What Does that Cough Really Mean?

There’s been a lot of talk about politicians and coughs lately. And we’ve all seen public figures struggle with it. Sometimes the cough gets so bad the person can’t speak. Sometimes it’s a symptom of a bigger problem, such as an infection. These public figures no doubt have excellent medical care and the best medical advice, but they continue to have uncontrolled coughing episodes.

Portrait of a man coughing over black background
Portrait of a man coughing over black background

“Chronic cough is very different from the cough that goes along with a cold,” says allergist Bob Lanier, MD, executive medical director of the American College of Allergy, Asthma and Immunology (ACAAI). “A chronic cough is more of a syndrome; a collection of problems all coming together to produce coughing. There is almost nothing quite as debilitating.”
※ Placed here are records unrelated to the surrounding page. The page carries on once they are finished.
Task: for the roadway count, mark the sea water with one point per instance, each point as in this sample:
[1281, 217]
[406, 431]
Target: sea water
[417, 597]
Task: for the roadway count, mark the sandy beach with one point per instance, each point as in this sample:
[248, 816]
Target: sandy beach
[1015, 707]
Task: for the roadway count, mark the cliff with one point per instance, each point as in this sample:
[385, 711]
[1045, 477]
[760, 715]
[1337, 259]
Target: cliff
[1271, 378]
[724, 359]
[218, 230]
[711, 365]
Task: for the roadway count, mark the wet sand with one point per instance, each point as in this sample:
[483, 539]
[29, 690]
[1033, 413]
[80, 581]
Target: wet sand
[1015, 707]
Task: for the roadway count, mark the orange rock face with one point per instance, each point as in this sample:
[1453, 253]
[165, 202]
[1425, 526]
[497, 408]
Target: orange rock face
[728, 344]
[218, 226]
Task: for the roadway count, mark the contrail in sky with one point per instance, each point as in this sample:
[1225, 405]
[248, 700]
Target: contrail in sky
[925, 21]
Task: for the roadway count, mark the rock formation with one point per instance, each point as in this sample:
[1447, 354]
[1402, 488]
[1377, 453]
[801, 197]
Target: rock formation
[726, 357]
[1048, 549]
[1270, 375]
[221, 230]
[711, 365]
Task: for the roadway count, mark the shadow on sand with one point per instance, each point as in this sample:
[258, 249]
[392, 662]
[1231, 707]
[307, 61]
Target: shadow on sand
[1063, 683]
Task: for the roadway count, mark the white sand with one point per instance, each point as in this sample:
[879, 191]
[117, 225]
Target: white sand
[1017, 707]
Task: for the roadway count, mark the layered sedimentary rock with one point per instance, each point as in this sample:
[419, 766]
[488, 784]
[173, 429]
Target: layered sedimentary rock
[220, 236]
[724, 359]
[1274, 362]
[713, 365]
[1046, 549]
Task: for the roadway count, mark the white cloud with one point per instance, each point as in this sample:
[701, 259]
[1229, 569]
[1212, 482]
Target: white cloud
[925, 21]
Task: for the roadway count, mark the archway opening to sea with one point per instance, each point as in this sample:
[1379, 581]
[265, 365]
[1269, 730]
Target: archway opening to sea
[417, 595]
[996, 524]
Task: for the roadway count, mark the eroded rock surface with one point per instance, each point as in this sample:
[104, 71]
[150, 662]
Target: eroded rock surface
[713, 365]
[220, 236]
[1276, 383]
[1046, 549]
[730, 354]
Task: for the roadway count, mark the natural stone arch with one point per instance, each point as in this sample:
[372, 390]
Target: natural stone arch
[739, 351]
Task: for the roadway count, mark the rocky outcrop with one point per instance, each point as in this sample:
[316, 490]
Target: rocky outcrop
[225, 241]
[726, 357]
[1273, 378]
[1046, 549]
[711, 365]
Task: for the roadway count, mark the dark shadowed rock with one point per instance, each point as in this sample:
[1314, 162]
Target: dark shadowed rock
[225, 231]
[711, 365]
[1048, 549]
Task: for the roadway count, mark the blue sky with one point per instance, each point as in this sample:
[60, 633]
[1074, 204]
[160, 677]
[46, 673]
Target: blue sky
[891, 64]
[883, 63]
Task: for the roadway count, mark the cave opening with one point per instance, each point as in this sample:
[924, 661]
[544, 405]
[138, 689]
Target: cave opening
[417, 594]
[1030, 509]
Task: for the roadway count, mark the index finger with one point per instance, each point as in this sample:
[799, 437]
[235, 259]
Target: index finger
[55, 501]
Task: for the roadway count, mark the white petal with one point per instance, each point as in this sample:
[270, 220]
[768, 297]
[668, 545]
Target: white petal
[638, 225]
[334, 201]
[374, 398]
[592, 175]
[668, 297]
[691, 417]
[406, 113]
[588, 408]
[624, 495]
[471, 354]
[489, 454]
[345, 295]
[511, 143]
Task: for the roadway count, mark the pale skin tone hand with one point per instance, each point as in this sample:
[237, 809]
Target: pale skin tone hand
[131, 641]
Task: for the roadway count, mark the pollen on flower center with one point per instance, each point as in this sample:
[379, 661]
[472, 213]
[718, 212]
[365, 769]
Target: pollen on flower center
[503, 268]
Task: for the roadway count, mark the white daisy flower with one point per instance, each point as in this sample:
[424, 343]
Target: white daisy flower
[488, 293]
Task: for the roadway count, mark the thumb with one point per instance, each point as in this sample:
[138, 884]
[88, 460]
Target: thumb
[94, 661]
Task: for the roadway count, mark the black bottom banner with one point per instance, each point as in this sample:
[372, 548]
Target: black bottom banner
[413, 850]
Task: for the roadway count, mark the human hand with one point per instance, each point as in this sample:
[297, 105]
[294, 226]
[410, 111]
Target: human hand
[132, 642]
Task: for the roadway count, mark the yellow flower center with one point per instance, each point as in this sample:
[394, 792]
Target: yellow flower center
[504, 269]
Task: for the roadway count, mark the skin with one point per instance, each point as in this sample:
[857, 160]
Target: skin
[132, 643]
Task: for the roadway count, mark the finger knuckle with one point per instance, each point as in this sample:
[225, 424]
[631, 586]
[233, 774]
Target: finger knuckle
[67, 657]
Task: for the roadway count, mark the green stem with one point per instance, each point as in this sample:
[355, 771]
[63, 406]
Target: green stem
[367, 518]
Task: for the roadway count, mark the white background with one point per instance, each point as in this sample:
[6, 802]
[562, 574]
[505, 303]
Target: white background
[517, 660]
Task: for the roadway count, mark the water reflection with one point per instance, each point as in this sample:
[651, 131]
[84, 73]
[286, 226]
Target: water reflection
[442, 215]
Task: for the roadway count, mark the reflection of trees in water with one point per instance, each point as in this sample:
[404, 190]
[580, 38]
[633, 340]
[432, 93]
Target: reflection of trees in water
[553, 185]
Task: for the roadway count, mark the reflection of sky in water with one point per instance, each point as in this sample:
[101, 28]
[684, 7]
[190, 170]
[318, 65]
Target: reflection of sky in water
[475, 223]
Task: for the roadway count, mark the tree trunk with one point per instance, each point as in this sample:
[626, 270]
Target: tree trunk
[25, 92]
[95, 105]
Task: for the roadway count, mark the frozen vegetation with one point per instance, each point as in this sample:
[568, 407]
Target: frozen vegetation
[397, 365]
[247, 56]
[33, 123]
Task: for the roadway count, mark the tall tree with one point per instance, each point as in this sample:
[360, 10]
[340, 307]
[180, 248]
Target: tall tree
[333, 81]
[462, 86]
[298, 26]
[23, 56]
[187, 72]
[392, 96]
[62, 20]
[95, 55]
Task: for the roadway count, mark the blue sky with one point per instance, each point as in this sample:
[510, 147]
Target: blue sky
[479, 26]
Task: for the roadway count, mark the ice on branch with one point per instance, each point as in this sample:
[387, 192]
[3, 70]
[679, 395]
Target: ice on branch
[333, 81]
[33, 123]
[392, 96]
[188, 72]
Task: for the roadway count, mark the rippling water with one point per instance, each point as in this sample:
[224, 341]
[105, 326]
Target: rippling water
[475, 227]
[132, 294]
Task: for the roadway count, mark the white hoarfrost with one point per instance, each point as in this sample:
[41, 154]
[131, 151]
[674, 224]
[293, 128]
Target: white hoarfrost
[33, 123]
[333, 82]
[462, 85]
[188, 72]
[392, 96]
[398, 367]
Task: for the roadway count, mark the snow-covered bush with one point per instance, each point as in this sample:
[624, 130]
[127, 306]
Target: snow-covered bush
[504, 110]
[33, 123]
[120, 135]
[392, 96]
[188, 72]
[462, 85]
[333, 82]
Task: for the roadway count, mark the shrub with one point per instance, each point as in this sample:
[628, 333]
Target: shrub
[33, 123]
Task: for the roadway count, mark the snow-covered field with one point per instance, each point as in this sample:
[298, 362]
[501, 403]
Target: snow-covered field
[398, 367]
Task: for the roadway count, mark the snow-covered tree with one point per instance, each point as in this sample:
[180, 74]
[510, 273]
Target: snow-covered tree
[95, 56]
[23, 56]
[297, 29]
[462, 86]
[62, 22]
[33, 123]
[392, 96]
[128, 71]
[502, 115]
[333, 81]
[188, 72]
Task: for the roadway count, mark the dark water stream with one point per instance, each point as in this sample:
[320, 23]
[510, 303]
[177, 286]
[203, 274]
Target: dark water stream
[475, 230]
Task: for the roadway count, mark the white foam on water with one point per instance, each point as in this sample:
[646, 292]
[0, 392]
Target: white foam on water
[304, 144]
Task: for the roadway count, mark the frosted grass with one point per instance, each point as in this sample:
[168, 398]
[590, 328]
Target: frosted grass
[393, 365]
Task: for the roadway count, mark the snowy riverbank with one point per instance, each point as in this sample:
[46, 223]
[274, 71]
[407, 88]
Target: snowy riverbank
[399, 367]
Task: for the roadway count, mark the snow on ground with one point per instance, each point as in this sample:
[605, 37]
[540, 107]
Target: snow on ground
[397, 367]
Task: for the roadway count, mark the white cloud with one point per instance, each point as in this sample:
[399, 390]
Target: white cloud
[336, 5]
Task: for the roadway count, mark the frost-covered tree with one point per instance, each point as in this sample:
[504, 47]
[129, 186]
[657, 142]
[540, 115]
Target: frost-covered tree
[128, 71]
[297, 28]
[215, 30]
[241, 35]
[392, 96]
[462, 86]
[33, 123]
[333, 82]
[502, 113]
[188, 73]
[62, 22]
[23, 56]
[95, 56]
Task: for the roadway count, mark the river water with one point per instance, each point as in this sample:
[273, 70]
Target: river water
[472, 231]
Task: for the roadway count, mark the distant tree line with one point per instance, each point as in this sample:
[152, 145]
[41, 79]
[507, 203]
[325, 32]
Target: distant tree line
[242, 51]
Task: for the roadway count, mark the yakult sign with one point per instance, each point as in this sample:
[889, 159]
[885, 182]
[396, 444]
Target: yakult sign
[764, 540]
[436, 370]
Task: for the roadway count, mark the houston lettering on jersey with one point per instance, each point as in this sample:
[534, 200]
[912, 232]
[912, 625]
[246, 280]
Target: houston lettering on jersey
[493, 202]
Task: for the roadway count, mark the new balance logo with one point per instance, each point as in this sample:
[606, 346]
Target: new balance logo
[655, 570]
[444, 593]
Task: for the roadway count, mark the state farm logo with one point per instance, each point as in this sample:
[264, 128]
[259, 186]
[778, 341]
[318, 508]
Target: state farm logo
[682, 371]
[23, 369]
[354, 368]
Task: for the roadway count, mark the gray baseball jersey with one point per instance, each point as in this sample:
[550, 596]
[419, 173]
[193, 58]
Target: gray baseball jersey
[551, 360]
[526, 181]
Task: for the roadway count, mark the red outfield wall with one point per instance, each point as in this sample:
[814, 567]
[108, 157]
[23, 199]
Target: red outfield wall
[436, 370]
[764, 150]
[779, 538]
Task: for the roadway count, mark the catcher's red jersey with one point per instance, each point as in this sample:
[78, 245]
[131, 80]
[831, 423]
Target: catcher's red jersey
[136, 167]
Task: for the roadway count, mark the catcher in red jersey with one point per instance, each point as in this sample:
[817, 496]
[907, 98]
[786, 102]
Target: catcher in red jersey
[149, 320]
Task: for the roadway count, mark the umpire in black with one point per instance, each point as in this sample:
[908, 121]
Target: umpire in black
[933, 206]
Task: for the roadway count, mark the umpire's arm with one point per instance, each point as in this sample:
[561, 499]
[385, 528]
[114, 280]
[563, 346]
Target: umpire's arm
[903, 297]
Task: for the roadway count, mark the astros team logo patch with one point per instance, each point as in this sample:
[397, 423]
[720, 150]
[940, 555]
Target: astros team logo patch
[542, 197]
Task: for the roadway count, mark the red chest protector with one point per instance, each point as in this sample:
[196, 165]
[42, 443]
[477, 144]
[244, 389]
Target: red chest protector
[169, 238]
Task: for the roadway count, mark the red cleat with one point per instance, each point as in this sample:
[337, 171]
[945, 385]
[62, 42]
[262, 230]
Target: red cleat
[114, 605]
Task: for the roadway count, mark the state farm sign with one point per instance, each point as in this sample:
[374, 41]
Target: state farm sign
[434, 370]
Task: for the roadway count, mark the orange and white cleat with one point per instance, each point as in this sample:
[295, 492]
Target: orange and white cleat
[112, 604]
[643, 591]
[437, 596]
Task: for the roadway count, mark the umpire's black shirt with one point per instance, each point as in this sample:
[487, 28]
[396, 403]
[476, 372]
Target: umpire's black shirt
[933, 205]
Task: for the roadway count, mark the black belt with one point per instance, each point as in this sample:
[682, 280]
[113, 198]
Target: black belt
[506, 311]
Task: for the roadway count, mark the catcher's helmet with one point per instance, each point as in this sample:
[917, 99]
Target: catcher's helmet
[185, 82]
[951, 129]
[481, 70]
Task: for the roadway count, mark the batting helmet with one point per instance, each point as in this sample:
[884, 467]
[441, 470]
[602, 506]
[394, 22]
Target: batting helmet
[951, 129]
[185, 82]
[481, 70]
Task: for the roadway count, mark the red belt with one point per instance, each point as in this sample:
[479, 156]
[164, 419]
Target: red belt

Chronic cough is defined as a cough that lasts for more than three weeks. More than 90 percent of cases result from five common causes: smoking, postnasal drip, asthma, gastroesophageal reflux (GERD) and chronic bronchitis. Although in most patients chronic cough has a single cause, in up to one fourth of patients, multiple factors contribute.

“Allergists are the most common ‘go-to’ doctors for chronic cough syndrome because of our more holistic approach,” says Dr. Lanier. “We tend to look at it as a puzzle and work to put all the pieces together. Sometimes we suggest solutions others haven’t considered.”

One of the more common reasons people have a continuous cough is GERD – with or without heartburn. A “burned” esophagus causes a reflex to turn on heavy mucus glands in the back of the throat. As the mucus flows over the top of vocal cords, it can trigger a cough reflex.

“Allergies can definitely be a cause of chronic cough. They produce the swelling that is involved when sinuses are obstructed, and then people get sinus infections,” says Dr. Lanier. “Also, poorly controlled asthma may make people cough. An allergist can create a personalized plan that involves taking a medical history, getting appropriate bloodwork, and perhaps a few x-rays. In the end, most coughing can be controlled.”